A statue of Robert E. Lee is carried away on a flatbed truck
Removal of Robert E. Lee Statue, Charlottesville, Virginia. © Natalie Krovetz, used by permission.

In 1923, a Confederate veteran wrote an indignant letter to the editor to complain that Charlottesville, Virginia’s planned monument equestrian sculpture of General Robert E. Lee not only “signally failed to reproduce General Lee as he actually was,” but that the monument’s restless horse bore no resemblance to Lee’s famed mount, Traveller, who “was not a horse to put on airs.” In 2017, protests about Charlottesville’s planned move of the monument to a less prominent location culminated in the deadly “Unite the Right” rally.

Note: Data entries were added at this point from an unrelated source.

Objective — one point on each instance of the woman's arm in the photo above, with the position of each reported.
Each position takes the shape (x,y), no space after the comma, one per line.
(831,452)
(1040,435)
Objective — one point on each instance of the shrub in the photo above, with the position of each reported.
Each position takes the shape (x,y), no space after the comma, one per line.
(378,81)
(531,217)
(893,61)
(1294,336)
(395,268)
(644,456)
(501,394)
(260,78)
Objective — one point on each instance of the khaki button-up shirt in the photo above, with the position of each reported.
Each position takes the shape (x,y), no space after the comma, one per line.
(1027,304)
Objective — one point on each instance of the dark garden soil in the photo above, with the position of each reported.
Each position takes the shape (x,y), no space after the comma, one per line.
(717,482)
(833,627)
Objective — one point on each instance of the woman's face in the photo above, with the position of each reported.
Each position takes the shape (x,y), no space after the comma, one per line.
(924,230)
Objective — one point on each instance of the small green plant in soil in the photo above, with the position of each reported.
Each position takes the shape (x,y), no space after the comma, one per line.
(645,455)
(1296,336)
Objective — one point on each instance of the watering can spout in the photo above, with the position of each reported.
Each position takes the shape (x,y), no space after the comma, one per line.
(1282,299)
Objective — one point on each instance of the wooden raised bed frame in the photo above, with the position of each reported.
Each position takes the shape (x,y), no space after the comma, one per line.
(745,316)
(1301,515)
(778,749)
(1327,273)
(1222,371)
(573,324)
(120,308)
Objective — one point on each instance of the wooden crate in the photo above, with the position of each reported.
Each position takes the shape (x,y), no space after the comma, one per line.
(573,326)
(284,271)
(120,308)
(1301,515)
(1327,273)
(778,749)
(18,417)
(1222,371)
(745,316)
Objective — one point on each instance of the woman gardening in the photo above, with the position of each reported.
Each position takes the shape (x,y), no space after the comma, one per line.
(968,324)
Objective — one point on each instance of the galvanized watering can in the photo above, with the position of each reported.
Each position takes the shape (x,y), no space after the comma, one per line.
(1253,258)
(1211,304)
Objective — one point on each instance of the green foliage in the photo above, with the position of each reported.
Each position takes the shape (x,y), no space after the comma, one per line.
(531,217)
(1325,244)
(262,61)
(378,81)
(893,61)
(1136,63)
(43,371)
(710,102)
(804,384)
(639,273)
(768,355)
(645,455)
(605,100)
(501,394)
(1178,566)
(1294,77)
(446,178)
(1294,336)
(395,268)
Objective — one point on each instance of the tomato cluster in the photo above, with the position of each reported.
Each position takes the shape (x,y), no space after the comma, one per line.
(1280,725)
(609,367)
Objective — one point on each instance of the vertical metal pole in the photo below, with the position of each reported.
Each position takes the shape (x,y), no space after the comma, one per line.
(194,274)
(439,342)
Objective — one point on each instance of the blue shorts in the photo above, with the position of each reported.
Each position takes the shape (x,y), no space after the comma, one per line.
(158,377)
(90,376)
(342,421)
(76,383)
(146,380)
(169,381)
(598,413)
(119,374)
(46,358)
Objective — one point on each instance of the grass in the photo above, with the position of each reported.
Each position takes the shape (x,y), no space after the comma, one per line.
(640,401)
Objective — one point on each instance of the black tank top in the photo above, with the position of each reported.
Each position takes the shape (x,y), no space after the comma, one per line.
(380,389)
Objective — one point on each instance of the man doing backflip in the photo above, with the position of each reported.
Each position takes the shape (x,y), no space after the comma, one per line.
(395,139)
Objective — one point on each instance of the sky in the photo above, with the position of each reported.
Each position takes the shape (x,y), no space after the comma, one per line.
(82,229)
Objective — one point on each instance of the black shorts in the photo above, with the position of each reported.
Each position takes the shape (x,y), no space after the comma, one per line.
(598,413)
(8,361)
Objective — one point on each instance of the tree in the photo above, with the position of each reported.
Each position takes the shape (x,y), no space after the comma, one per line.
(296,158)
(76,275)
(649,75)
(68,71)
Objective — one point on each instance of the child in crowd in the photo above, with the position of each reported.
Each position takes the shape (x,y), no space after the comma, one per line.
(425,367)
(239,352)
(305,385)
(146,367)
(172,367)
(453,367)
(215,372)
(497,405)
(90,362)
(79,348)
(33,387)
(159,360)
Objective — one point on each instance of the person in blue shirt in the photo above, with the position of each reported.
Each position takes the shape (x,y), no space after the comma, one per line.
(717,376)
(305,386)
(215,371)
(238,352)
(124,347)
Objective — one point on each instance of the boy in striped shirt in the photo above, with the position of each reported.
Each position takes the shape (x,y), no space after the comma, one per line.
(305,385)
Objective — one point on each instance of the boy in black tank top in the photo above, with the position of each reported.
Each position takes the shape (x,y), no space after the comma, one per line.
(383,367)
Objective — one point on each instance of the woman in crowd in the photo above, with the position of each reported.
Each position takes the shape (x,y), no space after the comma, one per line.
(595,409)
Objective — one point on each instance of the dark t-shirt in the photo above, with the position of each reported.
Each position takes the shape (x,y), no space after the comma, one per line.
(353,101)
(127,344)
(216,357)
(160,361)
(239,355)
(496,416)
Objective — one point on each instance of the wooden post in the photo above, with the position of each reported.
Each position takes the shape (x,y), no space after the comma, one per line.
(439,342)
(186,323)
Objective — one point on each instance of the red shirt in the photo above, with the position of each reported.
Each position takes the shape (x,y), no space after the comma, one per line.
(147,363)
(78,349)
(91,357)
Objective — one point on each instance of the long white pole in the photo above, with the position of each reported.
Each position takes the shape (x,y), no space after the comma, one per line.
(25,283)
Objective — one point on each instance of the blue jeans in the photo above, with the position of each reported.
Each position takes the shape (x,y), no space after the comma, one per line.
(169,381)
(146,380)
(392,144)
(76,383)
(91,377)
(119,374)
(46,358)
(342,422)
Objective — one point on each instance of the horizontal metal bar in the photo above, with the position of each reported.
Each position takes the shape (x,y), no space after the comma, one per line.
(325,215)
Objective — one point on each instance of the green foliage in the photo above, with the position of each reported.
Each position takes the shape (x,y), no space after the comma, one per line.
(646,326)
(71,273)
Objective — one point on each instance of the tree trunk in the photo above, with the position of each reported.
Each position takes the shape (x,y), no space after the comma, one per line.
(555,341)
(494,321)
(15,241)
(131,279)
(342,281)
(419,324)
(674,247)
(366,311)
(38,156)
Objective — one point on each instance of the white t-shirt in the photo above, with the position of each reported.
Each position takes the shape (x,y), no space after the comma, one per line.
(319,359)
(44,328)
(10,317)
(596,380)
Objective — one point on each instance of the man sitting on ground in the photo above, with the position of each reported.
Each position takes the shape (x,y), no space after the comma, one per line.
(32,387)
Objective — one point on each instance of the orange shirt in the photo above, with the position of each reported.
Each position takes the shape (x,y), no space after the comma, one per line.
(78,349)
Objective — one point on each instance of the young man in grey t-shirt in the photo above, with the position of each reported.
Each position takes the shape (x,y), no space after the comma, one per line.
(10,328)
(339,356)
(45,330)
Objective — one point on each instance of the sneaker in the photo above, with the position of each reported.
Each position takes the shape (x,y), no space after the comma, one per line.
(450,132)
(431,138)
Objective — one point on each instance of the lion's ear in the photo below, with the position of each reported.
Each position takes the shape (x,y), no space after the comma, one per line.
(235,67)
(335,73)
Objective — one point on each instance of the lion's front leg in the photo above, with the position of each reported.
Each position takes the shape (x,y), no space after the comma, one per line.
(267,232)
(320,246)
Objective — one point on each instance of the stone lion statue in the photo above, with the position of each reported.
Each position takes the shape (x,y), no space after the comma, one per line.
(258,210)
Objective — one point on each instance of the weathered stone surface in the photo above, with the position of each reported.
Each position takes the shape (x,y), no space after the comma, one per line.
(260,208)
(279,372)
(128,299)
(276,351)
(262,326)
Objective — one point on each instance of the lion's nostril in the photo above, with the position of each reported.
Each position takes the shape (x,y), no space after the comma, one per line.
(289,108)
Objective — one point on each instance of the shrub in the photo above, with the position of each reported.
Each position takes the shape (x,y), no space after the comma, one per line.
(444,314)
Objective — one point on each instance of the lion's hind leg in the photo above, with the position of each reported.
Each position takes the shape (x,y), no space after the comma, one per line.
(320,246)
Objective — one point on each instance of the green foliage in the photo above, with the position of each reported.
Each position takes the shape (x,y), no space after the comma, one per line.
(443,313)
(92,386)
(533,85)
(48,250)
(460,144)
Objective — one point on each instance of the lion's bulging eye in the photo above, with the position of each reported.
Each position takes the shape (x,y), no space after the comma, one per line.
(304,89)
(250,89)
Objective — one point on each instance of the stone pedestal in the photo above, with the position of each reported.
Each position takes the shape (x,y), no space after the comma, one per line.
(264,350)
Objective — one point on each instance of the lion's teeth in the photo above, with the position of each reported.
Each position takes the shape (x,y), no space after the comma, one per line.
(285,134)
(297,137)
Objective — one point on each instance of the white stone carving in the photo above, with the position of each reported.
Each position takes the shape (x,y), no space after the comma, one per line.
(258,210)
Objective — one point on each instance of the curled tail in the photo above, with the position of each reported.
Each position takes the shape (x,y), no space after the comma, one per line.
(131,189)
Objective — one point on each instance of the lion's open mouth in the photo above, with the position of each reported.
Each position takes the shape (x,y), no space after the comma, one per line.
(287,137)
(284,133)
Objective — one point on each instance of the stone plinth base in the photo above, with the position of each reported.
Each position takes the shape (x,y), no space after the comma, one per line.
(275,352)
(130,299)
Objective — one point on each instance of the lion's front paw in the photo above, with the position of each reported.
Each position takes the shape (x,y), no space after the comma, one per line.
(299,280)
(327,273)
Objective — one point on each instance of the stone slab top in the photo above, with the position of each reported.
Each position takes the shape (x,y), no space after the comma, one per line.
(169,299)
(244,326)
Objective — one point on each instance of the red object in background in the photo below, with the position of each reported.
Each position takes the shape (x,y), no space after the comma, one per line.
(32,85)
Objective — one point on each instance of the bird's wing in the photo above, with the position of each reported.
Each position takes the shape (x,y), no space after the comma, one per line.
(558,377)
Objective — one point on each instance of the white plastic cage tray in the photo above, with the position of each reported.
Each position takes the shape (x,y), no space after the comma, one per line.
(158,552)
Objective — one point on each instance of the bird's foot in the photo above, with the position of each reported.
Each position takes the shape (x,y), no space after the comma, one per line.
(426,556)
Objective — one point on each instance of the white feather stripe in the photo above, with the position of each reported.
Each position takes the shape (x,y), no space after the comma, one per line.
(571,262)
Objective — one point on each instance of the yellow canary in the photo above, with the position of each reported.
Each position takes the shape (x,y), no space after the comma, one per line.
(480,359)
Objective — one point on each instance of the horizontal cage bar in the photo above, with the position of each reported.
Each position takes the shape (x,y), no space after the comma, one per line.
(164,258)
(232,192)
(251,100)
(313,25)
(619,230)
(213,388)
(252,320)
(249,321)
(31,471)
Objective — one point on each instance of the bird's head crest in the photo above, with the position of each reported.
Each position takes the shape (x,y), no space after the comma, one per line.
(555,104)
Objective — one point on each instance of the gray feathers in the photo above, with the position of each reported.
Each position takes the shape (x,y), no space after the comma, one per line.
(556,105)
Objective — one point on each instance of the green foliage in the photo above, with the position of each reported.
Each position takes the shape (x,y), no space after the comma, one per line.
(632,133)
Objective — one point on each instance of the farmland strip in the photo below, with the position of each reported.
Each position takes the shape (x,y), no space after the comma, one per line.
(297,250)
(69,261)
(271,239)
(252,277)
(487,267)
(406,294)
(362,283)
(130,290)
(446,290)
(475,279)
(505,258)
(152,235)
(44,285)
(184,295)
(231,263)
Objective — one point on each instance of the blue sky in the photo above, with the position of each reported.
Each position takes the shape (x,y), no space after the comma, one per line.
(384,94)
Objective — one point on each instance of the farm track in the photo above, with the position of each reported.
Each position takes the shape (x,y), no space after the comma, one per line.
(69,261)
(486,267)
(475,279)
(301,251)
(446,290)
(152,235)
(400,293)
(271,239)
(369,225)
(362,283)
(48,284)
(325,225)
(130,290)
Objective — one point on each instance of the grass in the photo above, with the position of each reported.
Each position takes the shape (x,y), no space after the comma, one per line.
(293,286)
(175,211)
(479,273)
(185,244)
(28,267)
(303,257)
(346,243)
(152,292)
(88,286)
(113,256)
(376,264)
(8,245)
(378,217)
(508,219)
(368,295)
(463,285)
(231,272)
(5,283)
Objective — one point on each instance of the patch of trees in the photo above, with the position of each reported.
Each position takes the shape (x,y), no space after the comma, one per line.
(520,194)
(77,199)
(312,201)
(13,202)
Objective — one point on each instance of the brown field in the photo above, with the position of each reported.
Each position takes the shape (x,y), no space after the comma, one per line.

But although Charlottesville awarded the sculpture in 2022 to a local nonprofit that plans to melt down its bronze to create a new, more representative monument, a lawsuit by Confederate heritage groups has halted the process.

The struggles over the fate of Charlottesville’s statue are just one example of recent conflicts over monuments to Lee. These monuments sit at the core of some of the most important sites shaping American historical memory, including Arlington National Cemetery (whose graves now surround Lee’s former plantation house) and Stone Mountain (the world’s largest Confederate monument, which is still Georgia’s most-visited tourist attraction). This talk looks at the conflicts between activists, academics, lawyers, and locals to explore the various meanings of Lee (described by the president of Washington and Lee College in 1933 as “one of the world’s noblest losers”) and the circumstances which permit historical sites to shift between these meanings – or stop them from doing so.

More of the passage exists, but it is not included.